Ekonomik krizin halk sağlığı üzerindeki etkisine de değinilen açıklamada, “Ekonomik kriz dönemlerinde hijyen koşulları bozulur, ucuz ve riskli ürünlere yönelim artar, gıda zehirlenmeleri çoğalır ve işletmeler maliyet baskısıyla daha tehlikeli kimyasallara yönelebilir. Denetim birimleri de aynı dönemde zayıflamaktadır. İlk değerlendirmeyi yapan hekim neden hedef gösteriliyor? Bir acil hekiminin otelde hangi kimyasalın uygulandığını bilmesi mümkün değildir. Hekimi hedef göstermek, yapısal sorunların üzerini örten bir manipülasyondur. Asıl sorumlular kimyasalı uygulayanlar, otelin denetim durumu ve kayıt-kontrol süreçlerinden sorumlu birimlerdir.” tespiti yapıldı. TTB, açıklamanın sonunda benzer trajedilerin yaşanmaması için yapılması gerekenleri şöyle sıraladı:

  • Kimyasal kullanım protokolleri sıkılaştırılmalıdır.

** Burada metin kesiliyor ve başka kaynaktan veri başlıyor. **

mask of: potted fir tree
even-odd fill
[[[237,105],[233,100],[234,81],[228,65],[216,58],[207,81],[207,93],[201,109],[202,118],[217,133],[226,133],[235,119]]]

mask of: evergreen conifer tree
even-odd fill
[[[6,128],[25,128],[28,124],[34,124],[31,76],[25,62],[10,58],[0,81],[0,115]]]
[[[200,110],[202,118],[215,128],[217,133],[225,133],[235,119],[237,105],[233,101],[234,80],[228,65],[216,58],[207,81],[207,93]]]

  • Denetim ekipleri güçlendirilmeli ve bağımsızlaştırılmalıdır.

  • Tüm uygulama kayıtları dijital ve izlenebilir hâle getirilmelidir.

  • Turizm işletmelerinde şeffaf denetim zorunlu olmalıdır.

Açıklamada, “Türkiye’de halk sağlığı ancak insan yaşamını merkeze alan, kurumsal kapasitesi güçlendirilmiş ve topluma karşı hesap verebilir bir sistemle korunabilir. Böcek ailesinin ölümü, bu sorumluluktan kaçmanın mümkün olmadığını bir kez daha göstermiştir” denildi.